The al-Qaeda hijackings on September 11, 2001 – its most notorious attack – killed nearly 3,000 people when commercial airliners slammed into the World Trade Center’s twin towers and the Pentagon while another crashed in rural Pennsylvania.
The SITE Intelligence Group, which tracks the online activity of armed groups, reported in the video al-Zawahiri, 68, called the 9/11 attacks unacceptable because civilians were harmed.
He also criticised “backtrackers” – referring to former fighters who changed their views in prison.
“Just as they conspire and join forces against us everywhere, we must chase them down everywhere at a time and place of our choosing.
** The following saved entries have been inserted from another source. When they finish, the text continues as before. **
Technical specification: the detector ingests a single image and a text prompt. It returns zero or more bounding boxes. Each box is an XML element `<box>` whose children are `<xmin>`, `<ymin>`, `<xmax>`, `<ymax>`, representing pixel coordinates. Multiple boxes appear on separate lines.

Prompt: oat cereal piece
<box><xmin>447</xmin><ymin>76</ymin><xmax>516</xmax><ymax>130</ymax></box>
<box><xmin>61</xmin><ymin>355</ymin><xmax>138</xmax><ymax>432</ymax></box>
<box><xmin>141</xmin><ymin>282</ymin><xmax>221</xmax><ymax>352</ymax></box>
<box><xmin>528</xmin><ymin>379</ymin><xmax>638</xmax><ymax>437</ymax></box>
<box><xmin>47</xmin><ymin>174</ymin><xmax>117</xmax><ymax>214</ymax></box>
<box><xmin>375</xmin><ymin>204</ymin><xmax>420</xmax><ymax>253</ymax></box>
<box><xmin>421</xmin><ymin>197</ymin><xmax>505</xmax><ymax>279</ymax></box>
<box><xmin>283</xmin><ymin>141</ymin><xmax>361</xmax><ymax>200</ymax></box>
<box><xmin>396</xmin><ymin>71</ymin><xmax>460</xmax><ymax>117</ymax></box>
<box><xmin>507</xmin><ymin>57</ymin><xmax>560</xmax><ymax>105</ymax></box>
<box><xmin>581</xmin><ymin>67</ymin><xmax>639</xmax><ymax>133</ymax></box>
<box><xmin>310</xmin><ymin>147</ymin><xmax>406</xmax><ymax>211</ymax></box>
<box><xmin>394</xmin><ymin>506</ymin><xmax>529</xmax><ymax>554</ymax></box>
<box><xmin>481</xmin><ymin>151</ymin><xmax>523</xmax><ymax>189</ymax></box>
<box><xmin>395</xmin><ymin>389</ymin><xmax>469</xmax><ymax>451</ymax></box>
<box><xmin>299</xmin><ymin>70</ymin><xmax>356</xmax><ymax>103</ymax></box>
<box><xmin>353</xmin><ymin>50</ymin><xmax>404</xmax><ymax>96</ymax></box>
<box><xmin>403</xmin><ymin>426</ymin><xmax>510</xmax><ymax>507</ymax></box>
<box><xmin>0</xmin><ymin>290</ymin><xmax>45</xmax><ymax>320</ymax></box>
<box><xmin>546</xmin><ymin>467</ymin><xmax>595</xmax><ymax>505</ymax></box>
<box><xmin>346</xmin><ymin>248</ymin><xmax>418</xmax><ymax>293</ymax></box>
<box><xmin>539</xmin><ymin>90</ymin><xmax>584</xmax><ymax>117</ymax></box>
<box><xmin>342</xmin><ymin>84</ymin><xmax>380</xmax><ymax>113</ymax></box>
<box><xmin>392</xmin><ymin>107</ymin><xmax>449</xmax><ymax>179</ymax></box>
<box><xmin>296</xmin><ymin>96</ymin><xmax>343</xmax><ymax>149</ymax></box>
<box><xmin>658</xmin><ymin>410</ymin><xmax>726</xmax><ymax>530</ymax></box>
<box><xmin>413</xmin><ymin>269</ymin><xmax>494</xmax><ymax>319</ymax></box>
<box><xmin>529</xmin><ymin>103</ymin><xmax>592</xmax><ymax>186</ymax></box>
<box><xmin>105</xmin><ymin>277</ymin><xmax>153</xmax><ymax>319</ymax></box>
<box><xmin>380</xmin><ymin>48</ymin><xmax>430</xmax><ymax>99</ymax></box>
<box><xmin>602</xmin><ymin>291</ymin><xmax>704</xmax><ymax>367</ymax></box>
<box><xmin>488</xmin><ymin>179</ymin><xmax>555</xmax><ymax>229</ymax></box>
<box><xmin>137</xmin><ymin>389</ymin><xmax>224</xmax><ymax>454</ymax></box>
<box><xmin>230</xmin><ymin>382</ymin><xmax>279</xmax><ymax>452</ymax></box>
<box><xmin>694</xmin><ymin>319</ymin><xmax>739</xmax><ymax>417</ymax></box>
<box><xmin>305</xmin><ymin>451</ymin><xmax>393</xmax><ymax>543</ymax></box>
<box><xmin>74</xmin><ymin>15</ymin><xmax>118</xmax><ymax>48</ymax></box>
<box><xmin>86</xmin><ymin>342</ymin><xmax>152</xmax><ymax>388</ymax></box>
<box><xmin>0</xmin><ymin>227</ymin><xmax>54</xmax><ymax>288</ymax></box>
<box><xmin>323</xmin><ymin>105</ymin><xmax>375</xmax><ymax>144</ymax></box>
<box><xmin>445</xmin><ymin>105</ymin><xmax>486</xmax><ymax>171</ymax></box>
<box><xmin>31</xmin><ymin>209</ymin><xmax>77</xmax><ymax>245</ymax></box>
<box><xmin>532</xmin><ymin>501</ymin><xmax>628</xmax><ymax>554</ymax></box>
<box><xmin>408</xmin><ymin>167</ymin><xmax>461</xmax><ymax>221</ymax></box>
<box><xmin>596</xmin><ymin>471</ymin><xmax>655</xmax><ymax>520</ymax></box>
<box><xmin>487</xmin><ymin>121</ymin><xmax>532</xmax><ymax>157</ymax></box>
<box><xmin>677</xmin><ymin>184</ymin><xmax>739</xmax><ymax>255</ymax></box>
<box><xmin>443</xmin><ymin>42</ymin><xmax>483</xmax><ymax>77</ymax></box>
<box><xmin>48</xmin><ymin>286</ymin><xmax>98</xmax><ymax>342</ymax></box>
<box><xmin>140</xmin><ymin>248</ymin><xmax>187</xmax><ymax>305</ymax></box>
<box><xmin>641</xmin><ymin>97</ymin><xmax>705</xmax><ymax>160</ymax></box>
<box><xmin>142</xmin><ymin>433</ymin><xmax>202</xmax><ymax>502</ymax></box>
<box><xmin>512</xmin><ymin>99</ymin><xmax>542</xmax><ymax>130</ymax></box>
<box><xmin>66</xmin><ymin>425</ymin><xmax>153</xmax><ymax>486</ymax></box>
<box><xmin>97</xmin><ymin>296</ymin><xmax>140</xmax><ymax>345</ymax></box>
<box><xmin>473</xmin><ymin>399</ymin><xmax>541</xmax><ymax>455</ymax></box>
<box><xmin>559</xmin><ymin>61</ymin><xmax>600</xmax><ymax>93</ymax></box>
Be inventive and creative in your methods,” he added.
Rise of ISIL
Over recent years, al-Qaeda has been engaged in fending off competition in from its chief rival, Islamic State of Iraq and the Levant (ISIL or ISIS).
ISIL rose to prominence by seizing large swaths of Iraq and Syria in 2014, declaring a “caliphate” and establishing affiliates in multiple countries across the Middle East and North Africa.
A UN report said the “immediate global threat posed by al-Qaeda remains unclear”, but it warned some would-be ISIL recruits could turn to the older organisation.
Al-Qaeda members, meanwhile, have taken a lower profile using regional conflicts in Afghanistan, Syria and Yemen to entrench themselves.
The Yemen branch has been the most active, exploiting the chaos of the civil war to carry out bombings, shootings, and assassinations in an effort to expand its footprint.